In 2005, the country’s most influential Shiite cleric, Grand Ayatollah Ali al-Sistani, issued a religious decree that said gay men and lesbians should be “punished, in fact, killed.” He added, “The people should be killed in the worst, most severe way of killing.” The language has since been removed from his Web site.
In recent months, groups of gay men have been taking greater chances, gathering in cafes and other public places in Baghdad, Basra, Najaf and other cities. On a recent night in Sadr City, several, their hair parted down the middle, talked as they quietly sipped tea at a garishly lighted cafe, oblivious to the stares of passers-by.
Basim, who would not give his last name out of fear for his safety, said he knew at least 20 young men from Sadr City’s large but hidden gay community who had disappeared during the past two months. He said he had learned later that each was found dead. After three of his friends were killed, he stayed inside his house for a week. Recently he has begun to go out again.
“I can’t stay at home all day,” he said. “I need to see my friends.”
Publicly, the Iraqi police have acknowledged only the deaths of six gay men in the neighborhood. But privately, police officials say the figure is far higher.
The chief of a Sadr City police station, who spoke on the condition of anonymity because he was not allowed to speak to reporters, said family members had probably committed most of the Sadr City killings.
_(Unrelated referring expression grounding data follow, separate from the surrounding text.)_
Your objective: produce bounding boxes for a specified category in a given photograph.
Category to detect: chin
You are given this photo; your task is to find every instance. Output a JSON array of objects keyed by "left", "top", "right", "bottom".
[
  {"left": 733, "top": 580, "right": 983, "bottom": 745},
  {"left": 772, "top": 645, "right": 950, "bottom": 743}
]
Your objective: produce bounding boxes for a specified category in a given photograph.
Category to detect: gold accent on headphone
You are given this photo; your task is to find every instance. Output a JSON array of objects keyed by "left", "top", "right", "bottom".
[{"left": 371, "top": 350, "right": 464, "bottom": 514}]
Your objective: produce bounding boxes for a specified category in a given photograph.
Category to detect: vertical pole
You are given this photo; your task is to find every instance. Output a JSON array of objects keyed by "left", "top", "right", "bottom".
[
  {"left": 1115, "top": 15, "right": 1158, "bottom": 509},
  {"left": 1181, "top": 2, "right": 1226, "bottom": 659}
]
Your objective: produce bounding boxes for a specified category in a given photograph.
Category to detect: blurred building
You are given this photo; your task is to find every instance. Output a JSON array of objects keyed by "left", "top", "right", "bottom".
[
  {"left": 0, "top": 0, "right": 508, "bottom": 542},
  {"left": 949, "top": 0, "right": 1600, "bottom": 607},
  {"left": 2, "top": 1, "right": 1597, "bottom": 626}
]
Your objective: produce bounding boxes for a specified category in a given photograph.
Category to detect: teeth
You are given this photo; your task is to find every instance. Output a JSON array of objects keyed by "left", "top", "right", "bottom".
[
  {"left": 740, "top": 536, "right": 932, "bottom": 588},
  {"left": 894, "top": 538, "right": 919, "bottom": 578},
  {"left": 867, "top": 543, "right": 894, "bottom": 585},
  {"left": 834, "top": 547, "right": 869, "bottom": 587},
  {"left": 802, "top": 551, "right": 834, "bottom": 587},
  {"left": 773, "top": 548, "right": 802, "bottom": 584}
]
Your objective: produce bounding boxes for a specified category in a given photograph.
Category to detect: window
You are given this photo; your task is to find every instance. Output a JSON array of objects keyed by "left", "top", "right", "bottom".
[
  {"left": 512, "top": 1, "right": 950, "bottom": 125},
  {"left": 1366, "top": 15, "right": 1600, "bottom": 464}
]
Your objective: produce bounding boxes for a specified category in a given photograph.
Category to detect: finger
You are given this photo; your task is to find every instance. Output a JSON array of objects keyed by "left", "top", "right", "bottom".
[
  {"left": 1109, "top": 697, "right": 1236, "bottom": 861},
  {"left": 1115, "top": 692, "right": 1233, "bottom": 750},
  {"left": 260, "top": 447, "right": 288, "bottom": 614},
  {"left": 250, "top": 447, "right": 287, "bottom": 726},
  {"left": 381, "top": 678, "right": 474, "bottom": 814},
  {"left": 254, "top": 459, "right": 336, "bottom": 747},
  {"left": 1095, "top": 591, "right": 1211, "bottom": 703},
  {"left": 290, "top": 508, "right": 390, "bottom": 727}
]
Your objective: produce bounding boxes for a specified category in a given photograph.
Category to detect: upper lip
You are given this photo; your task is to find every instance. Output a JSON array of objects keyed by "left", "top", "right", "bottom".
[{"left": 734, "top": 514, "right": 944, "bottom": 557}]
He played down the role of death squads that had once been associated with the Mahdi Army, the militia that controlled Sadr City until American and Iraqi forces dislodged them last spring.
“Our investigation has found that these incidents are being committed by relatives of the gays — not just because of the militias,” he said. “They are killing them because it is a shame on the family.”
He said families typically refused to cooperate with the investigation or even to claim the bodies. No arrests have been made in the killings.
At the same time, though, clerics associated with Moktada al-Sadr, an anti-American cleric with significant influence in Sadr City, have devoted a portion of Friday Prayer services to inveighing against homosexuality.
“The community should be purified from such delinquent behavior like stealing, lying and the effeminacy phenomenon among men,” Sheik Jassem al-Mutairi said during his sermon last Friday. Homosexuality, he said, was “far from manhood and honesty.”
Abu Muhaned al-Diraji, a Sadrist official in Sadr City, said the clerics were in no way encouraging people to kill gay men.
“All we are doing is giving advice to people to take care of their sons,” Mr. Diraji said. He acknowledged, however, that some of the killing had been committed by members of “special groups,” or death squads.
“In general, it is the families that are killing the gay son, but I know that there are gunmen involved in this, too,” he said. “But we disavow anybody committing this kind of crime and we encourage the people to follow the law.”
In addition to the killings, a Sadr City cafe frequented by gay men recently burned down under mysterious circumstances.
Some young gay men in Sadr City have become nihilistic about the ever present threat.
“I don’t care about the militias anymore, because they’re going to kill me anyway — today, tomorrow or the day after,” said a man named Sa’ad, who has been taking estrogen and has developed small breasts. “I hate my community and my relatives. If they had their way, the result would be one gunshot.”